Madison moves away from the window and into a dark spot where she can’t be seen from the outside. Cameron almost spots me when he tries to peek through, but I drop on the floor behind the sofa and breathe calmly, waiting for him to grow tired and leave.
“Anyone there?” Lindsey calls out. She’s trying the door, but it’s still locked. “Fuckers.”
“Selfish dicks!” Cameron adds, then Madison and I sit in utter silence while listening to the sound of their footsteps receding.
They’re going back to the road, now, and we’re in the clear. They passed the hazing ritual, too, though I do wonder if Mackenzie gave them a pass. Given how determined she was to piss me off, I would have expected her to come around a few more times throughout the night. Maybe she did. Maybe she saw those two on the rattan loveseat outside and decided to spare them the monstrous humiliation of an airsoft massacre.
The more I think about last night, the higher my temperature goes as I remember what almost happened between Madison and me. She is genuinely fearful of me, and we’re clearly in a belligerent dynamic, here; but the way she moved in my arms, the deliciously gruff sound of her orgasm, the feel of her slickness against the palm of my hand…
“I reckon things are gonna be awkward in class tomorrow,” I chuckle as I get up.
Madison scowls. There’s a change in her from just moments ago.
“We should have told them it was us from the very beginning. You’ve made this needlessly complicated. And why? Because you didn’t want anyone to think we were doing anything. It would be such a shame if anyone so much as implied a sexual relationship between you and the whore who ruined your family, wouldn’t it?”
“Whoa. Being a little too harsh, there.”
“Am I, though? It’s what you like to call me, isn’t it?” she replies, increasingly angry. And she is absolutely right.
Trying to stem this flow is a bad idea. Madison has been holding this stuff in for a while. She deserves a release. I should be on the receiving end of a lot of punches and kicks. Yet she stands before me, calm and composed, though her voice does betray her emotions.
“You hurt my family, Madison,” I admit, trying to keep my voice calm. Trying to say the words without diving into what they actually mean because as tired as I am, I do have every right in the world to hate Madison.
“Did you even think to ask how I ended up in your father’s bed? All the accusations, all the insults, but that one simple question was just too much for you?”
“How did you and my father end up together, Madison?”
She shakes her head. “It’s too late for explanations now, Rhue.”
Madison dry-swallows and grabs her jacket, briefly checking her phone. The battery is obviously dead. Mine has also been off since earlier this morning.
“We need to go. I’m getting hungry, and we’ve got a long walk through the woods ahead of us.”
She doesn’t wait for me before heading out, and I am compelled to follow. Madison walks through the woods, and I tag along, gradually realizing that there is so much about her and about that day that I don’t know. I spin her words around in my head. The more I think, the more questions I’m presented with. Like how long had she been seeing my father? Was that their first time together? Second? Tenth? Too many to count? Did she do it for money? Was she in love with him?
I shake my head. This is not the direction I wanted to go in. And asking questions in my head that I can’t answer will only lead me back to the road of hatred where Madison is concerned.
So I drop it.
I survived hazing weekend, coming out with nothing more than a few bruises and a slight headache. That’ll have to be enough for now. One accomplishment at a time, even if those accomplishments don’t mean shit.
Chapter 24
Rhue
“I call bullshit,” my sister says as we come up Reynolds Street, casually making our way toward the Susan B. Anthony Museum.
I’ve decided to spend the weekend in Rochester and help Laura out with some of the charity work she took over after Mom died. The Echeverias are on the museum’s board, and there’s a Christmas dinner and auction scheduled to take place there. Laura is in charge with procuring certain rare pieces to be auctioned off for charity.

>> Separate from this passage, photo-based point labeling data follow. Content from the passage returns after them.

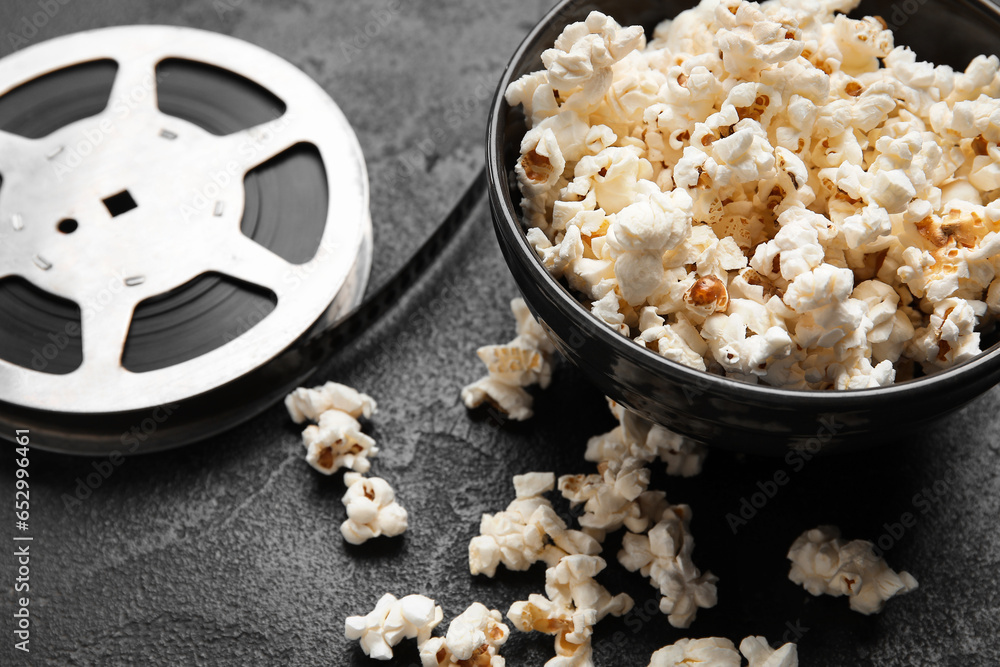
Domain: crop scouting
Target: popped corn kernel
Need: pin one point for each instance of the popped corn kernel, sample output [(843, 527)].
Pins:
[(523, 362), (392, 620), (336, 442), (664, 555), (308, 404), (823, 562), (473, 640), (372, 510)]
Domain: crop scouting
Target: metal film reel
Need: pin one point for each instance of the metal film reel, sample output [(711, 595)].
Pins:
[(181, 212)]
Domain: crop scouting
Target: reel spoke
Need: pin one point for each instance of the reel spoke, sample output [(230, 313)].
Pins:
[(151, 230), (134, 87), (246, 260), (256, 145), (104, 335), (15, 151)]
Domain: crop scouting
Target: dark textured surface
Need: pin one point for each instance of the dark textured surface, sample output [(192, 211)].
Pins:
[(229, 552)]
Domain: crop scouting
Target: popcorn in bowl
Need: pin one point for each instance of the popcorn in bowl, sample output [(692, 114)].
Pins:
[(775, 193)]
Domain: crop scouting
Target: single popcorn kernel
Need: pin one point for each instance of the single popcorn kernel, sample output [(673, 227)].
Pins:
[(537, 167), (708, 291)]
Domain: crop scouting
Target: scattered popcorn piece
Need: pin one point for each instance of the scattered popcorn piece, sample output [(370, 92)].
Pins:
[(372, 509), (511, 400), (714, 651), (309, 404), (760, 653), (718, 651), (822, 562), (392, 620), (528, 531), (337, 442), (720, 193), (664, 555), (523, 362), (474, 639), (573, 603)]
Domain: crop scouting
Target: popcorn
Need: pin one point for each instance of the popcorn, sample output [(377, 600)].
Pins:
[(528, 531), (609, 497), (523, 362), (760, 653), (822, 562), (309, 404), (573, 603), (337, 442), (474, 637), (372, 509), (782, 154), (392, 620), (718, 651), (714, 651), (664, 555)]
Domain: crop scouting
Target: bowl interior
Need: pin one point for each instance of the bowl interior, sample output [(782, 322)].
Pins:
[(971, 28)]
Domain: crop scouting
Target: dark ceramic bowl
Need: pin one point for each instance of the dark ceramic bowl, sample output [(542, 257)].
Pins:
[(710, 408)]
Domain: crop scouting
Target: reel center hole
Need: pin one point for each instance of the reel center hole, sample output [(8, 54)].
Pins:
[(68, 226), (120, 203)]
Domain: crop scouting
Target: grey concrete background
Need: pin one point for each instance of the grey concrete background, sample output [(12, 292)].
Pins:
[(228, 552)]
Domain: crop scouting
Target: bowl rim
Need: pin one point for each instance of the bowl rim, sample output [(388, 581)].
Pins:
[(507, 221)]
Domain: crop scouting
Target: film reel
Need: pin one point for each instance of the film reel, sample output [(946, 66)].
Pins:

But right now, she’s just giving me the stink-eye.
“I’m being honest,” I insist. We’ve been doing this for twenty minutes, and I don’t know what else to do to convince her that I am, in fact, telling her the truth. “I really want to mend things with Madison.”

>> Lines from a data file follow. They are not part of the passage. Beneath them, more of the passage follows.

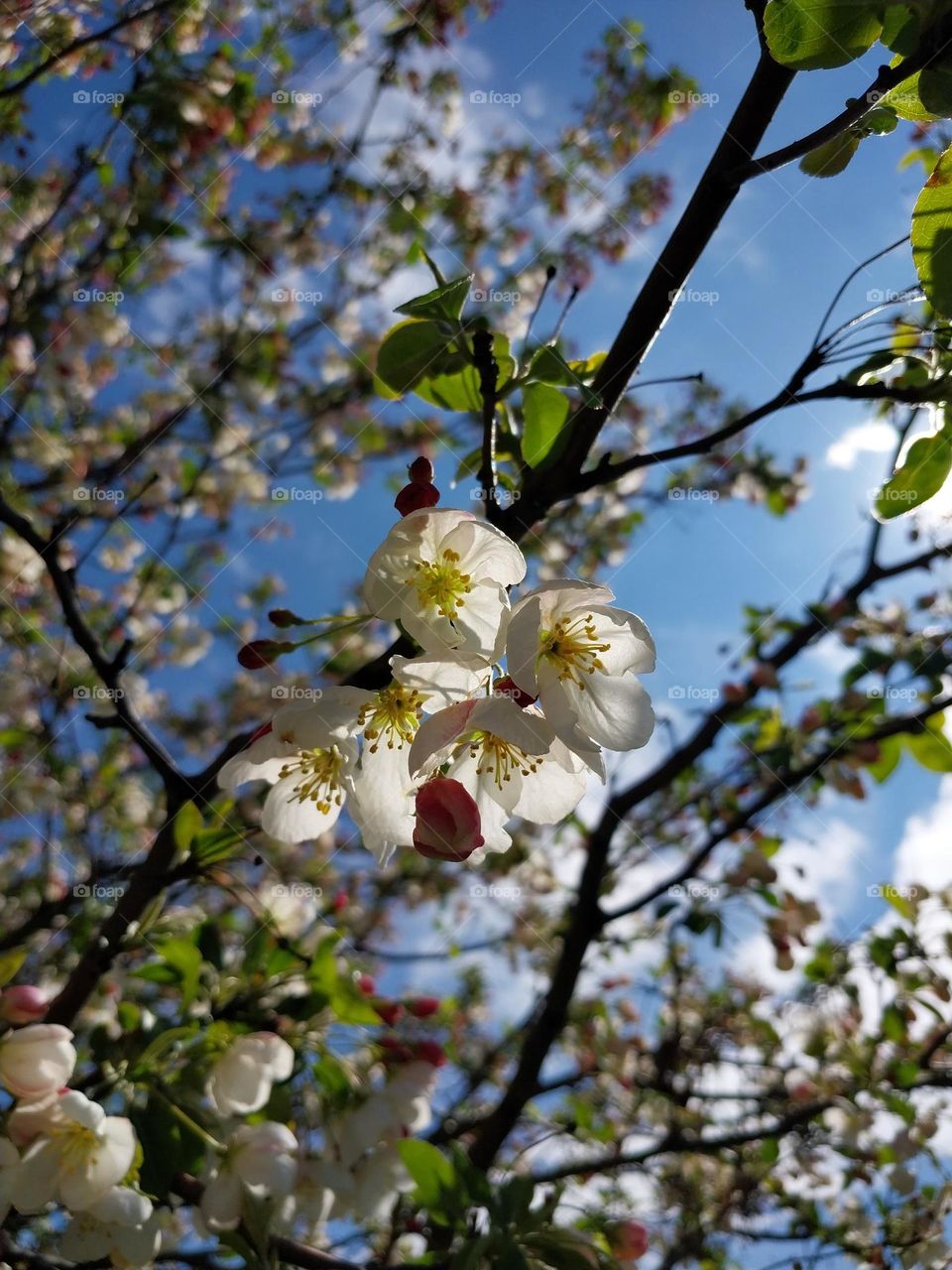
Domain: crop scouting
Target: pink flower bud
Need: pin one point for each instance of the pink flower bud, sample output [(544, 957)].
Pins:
[(416, 495), (23, 1003), (447, 821)]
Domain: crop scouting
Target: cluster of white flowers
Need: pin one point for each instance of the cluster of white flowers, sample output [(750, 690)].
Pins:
[(357, 1170), (503, 714), (62, 1148)]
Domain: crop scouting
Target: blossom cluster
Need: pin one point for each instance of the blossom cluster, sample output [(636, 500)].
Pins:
[(62, 1148), (504, 710)]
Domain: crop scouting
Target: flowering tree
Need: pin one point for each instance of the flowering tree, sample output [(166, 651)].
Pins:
[(208, 1053)]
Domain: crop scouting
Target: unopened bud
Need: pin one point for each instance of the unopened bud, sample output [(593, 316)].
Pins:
[(23, 1003), (416, 497)]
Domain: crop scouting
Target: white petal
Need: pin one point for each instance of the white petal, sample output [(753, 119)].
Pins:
[(613, 711), (289, 820)]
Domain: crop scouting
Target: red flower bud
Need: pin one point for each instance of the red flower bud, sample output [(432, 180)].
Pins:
[(23, 1003), (416, 495), (421, 1007), (508, 688), (421, 470), (447, 821), (630, 1242), (262, 652), (390, 1011)]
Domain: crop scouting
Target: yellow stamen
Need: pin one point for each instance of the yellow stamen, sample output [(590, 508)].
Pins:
[(440, 584), (320, 778), (572, 647), (394, 712), (500, 758)]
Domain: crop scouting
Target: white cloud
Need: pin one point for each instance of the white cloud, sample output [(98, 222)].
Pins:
[(874, 437)]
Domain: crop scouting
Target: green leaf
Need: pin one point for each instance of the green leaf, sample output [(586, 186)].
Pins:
[(832, 158), (430, 1170), (411, 350), (932, 747), (442, 304), (932, 236), (815, 35), (923, 474), (188, 822), (461, 390), (544, 411)]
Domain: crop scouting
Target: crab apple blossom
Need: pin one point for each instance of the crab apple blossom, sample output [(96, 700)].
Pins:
[(447, 821), (241, 1080), (566, 647), (509, 760), (262, 1159), (79, 1157), (443, 574), (308, 757), (37, 1060), (121, 1225)]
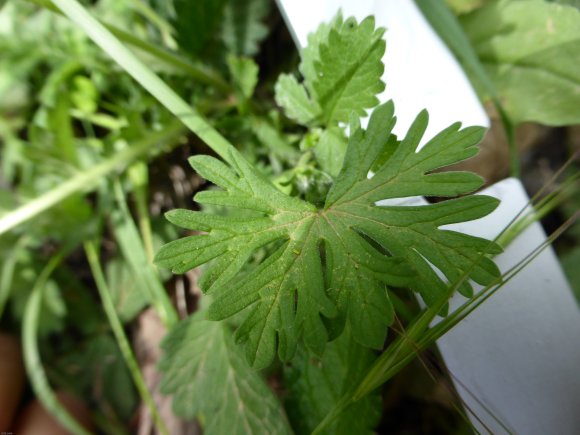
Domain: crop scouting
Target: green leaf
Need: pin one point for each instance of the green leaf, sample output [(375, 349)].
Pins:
[(244, 72), (314, 386), (530, 49), (243, 25), (330, 150), (342, 69), (292, 97), (334, 262), (209, 379)]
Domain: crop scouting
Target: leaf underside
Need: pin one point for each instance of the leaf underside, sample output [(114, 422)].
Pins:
[(332, 266)]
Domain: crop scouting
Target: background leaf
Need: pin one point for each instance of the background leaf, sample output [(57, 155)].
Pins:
[(530, 49), (243, 25), (328, 267), (335, 82)]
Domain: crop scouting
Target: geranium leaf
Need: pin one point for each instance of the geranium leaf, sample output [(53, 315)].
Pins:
[(332, 265)]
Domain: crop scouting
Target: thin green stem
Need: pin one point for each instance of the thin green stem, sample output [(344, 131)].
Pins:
[(8, 272), (32, 362), (197, 71), (122, 341), (147, 78), (133, 250), (86, 181), (138, 174)]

“Then you shouldn’t have told me about everything you did to her from the moment you met again at Cornell,” Laura replies dryly, one hand on the steering knob of her electric wheelchair. The whole thing looks like something Professor X would be comfortable in, and she actually loves it because of the autonomy it provides without wrecking her arm muscles. “Eventhough you’re my brother, and even though I love you, I would like nothing more than to beat the living daylights out of you.”
Laura’s “manny,” as we call him, is just a few yards behind, following politely and quietly. While in Rochester, he isn’t allowed to ever leave my sister’s side. I don’t mind. He irks me, but I can deal. It’s not his fault, anyway. It’s Dad’s.
“I deserve a good beating, sure, but if I need one, it’s not you I’m gonna ask for it,” I reply, trying to keep my serious face on. “You’re my conscience, Sis. I need your help.”